Our study has several strengths. To the best of our knowledge, this is the first study that evaluates the NP in PsA patients and its relationship with other functional and clinical features. This study combines the PDQ scale with clinical, demographic and measurements of sleep, QoL, and fatigue. This gives us an opportunity to evaluate the origin of pain in PsA and also the effect it has on daily living of patients. Potential limitations of our study are that the number of patients was relatively small and mood disorders were not assessed with other outcome measures. Further studies can be performed with larger sample size and by collecting data on mood disorders in association with NP in PsA patients.

In conclusion, the data from our study suggest that PsA patients have neuropathic symptoms demonstrated by using PDQ. It is important to evaluate and treat NP of PsA patients in the clinical setting even though in state of remission.

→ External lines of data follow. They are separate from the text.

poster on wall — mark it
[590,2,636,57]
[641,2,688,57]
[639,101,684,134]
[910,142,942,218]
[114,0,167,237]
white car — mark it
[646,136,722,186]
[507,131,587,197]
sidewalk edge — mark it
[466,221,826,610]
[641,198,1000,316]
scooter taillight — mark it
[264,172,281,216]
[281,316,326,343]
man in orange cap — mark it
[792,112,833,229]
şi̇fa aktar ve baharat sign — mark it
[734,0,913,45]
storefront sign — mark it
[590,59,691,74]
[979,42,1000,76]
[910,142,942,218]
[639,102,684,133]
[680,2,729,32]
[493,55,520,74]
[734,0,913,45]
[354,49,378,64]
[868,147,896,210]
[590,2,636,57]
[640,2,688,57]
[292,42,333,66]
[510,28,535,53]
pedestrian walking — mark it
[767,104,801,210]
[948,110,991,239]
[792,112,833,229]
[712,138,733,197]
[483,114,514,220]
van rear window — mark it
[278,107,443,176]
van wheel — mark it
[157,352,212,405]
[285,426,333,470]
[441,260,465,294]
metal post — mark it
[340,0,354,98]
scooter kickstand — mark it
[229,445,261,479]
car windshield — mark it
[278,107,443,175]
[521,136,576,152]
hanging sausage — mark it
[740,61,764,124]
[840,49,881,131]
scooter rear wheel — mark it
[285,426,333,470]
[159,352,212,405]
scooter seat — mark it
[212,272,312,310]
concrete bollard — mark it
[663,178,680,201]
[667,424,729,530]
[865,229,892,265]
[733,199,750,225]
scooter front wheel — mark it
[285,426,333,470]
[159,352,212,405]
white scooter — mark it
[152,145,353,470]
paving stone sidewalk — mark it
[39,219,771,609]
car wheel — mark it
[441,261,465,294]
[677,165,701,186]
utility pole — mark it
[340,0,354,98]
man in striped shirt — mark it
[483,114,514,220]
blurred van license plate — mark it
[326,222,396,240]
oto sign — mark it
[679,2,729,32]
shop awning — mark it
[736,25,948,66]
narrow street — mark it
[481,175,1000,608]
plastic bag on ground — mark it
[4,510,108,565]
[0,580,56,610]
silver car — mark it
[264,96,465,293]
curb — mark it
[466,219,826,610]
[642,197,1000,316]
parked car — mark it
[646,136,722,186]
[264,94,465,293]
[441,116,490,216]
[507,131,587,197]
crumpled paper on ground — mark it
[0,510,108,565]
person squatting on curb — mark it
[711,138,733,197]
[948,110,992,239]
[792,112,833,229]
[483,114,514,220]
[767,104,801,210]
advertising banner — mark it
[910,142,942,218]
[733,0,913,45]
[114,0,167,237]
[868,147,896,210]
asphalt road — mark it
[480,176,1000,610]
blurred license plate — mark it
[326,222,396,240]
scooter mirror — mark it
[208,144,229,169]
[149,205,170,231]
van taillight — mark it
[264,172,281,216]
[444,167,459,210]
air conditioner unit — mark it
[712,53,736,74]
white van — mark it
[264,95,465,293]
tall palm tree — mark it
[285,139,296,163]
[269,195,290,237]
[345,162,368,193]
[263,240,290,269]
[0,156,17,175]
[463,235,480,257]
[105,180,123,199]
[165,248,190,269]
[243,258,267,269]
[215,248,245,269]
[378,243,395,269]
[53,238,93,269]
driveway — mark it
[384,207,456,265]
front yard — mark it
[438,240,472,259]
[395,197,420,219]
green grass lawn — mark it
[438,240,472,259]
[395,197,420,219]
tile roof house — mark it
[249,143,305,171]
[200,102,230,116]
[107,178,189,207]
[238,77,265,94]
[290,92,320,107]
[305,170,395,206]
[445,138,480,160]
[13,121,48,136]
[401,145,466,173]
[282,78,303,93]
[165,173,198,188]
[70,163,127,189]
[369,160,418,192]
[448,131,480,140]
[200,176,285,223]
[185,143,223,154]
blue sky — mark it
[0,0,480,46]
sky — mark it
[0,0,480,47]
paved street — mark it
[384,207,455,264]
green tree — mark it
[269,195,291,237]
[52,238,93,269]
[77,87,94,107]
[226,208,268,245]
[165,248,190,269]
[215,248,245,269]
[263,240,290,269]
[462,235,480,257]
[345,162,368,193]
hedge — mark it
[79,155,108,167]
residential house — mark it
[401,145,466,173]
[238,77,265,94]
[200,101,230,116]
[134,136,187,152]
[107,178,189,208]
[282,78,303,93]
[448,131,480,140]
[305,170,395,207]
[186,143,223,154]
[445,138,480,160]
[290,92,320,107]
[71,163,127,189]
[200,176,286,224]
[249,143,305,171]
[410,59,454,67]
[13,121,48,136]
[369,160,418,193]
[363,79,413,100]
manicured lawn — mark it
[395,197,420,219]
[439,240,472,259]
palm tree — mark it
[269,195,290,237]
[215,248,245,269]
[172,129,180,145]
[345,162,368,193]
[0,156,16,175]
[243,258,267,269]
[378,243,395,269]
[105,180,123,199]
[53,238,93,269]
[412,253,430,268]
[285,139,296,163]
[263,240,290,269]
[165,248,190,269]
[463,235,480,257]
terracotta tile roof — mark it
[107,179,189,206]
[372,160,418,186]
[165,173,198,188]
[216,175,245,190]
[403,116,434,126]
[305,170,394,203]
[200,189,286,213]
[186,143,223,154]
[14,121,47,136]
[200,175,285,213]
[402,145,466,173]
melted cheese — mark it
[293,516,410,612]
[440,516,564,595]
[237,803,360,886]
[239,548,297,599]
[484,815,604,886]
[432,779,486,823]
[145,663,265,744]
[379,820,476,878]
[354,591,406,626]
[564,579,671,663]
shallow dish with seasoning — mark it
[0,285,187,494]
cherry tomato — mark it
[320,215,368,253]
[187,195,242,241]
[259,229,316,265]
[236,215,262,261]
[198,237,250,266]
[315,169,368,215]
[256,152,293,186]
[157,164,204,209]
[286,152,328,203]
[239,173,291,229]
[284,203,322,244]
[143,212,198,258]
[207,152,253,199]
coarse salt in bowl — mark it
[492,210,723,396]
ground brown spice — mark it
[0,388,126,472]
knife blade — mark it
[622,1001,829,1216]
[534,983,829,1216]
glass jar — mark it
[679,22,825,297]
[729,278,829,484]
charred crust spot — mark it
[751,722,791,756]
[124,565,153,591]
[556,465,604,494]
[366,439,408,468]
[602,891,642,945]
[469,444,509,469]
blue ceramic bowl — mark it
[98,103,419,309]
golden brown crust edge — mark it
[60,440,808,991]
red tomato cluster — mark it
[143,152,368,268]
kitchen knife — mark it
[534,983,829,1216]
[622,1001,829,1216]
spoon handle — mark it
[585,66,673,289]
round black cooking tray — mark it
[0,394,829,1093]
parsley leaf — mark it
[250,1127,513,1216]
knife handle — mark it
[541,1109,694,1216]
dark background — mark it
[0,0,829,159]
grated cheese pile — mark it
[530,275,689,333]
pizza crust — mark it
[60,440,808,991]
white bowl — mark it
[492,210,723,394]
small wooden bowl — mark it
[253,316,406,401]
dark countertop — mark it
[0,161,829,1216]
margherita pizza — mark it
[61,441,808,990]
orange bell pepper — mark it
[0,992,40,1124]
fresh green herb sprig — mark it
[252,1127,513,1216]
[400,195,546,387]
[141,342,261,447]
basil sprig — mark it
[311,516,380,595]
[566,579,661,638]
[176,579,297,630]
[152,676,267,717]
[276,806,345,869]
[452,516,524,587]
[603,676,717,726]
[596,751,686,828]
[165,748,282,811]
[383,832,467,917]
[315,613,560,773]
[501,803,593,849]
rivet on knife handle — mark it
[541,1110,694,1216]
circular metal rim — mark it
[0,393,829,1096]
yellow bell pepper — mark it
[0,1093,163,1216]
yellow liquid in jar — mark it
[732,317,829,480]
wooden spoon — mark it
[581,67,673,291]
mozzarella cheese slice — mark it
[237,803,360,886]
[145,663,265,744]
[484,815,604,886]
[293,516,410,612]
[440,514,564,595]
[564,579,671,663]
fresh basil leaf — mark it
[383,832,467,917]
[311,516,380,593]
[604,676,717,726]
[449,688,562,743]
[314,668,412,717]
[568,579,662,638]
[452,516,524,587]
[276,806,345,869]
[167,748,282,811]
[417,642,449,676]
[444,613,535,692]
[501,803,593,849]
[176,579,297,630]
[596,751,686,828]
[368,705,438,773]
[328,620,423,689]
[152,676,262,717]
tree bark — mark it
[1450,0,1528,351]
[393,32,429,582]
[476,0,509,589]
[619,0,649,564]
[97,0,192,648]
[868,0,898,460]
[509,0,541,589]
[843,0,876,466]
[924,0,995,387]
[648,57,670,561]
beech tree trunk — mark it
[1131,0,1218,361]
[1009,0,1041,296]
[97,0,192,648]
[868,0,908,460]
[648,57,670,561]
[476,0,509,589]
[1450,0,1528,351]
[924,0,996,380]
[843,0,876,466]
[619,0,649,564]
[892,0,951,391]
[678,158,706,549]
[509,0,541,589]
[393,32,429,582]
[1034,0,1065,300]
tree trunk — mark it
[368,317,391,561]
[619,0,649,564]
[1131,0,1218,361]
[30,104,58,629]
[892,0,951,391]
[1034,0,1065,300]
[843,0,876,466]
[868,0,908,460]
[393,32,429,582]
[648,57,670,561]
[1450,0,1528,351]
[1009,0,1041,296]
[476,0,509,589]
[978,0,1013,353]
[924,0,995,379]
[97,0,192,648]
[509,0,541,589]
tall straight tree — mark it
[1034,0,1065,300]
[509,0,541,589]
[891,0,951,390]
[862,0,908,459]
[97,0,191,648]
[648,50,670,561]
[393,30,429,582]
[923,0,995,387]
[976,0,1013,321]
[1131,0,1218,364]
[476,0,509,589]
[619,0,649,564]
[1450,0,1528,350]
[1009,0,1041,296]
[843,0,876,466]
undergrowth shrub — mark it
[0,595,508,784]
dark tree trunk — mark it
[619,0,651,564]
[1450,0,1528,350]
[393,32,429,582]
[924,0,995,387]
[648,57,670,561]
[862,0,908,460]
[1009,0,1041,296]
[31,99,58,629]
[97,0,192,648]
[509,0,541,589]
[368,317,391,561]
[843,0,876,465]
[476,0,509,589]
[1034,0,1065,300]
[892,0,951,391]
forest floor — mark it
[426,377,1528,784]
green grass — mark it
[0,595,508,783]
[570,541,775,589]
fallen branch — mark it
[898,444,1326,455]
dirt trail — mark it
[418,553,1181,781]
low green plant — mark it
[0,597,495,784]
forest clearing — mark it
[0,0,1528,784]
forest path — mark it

Citation: Ulutatar ÇÜ, Ulutatar F, Duruöz MT. Neuropathic Pain: Unexplored and Significant Relationship With Psoriatic Arthritis and Functional Parameters. Arch Rheumatol 2020;35(3):409-415.

Conflict of Interest

The authors declared no conflicts of interest with respect to the authorship and/or publication of this article.

Financial Disclosure

The authors received no financial support for the research and/or authorship of this article.